School Chancellor R. Bowen Loftin will step down at the end of the fall term to accept a position with the University effective January 1.
Stating “this is not, I repeat not, the way change comes about,” Wolfe opened his press conference to announce his resignation and continued:
“I take full responsibility for this frustration and I take full responsibility for the inaction that has occurred. My decision to resign comes out of love, not hate. Please, please use this resignation to heal, not to hate.”
Wolfe’s resignation is driven by a string of incidents which began in early September, shortly after the resumption of classes at the Columbia, Missouri, campus in the fall.

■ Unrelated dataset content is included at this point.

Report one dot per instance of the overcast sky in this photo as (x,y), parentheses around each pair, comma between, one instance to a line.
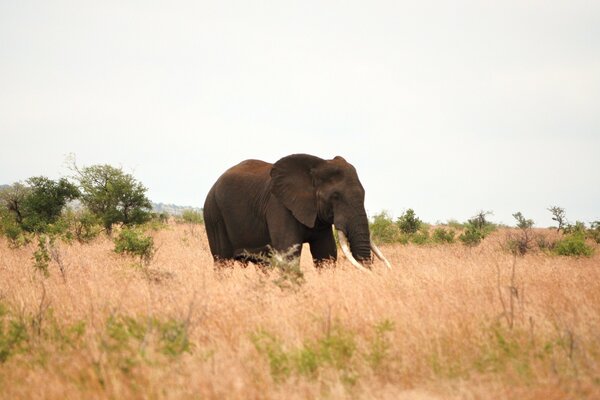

In early September, Payton Head, president of the Missouri Students Association, posted on his Facebook page he had been harassed by an unidentified man driving a pickup truck.
Shortly after Head’s incident, excreta in the shape of a swastika appeared outside a campus dormitory.
Roiled by perceived administration inertia, protests led by ConcernedStudent1950 emerged and included a group of students confronting Wolfe as he attempted to maneuver his car on campus during Homecoming week celebrations.
As support for Wolfe evaporated, one student, Jonathan Butler, held a week-long hunger strike; 30 members of the Missouri football team refused to practice or compete, pledging not to return until Wolfe stepped down; and in a broiling climax, nine university deans demanded Loftin’s resignation in a letter to Wolfe and the university’s Board of Curators over Wolfe and a host of unrelated issues.
While these racially-charged incidents are not excusable and part of the sad phenomena of racism, ousting two men who led the administration at the University of Missouri will not remedy anything with the exception of placing a victory in the bosoms on the aggrieved.
Neither Wolfe nor Loftin approve of such egregious behavior directed against students; both are likely to be devoted to basic truths in society and honest conduct in academia.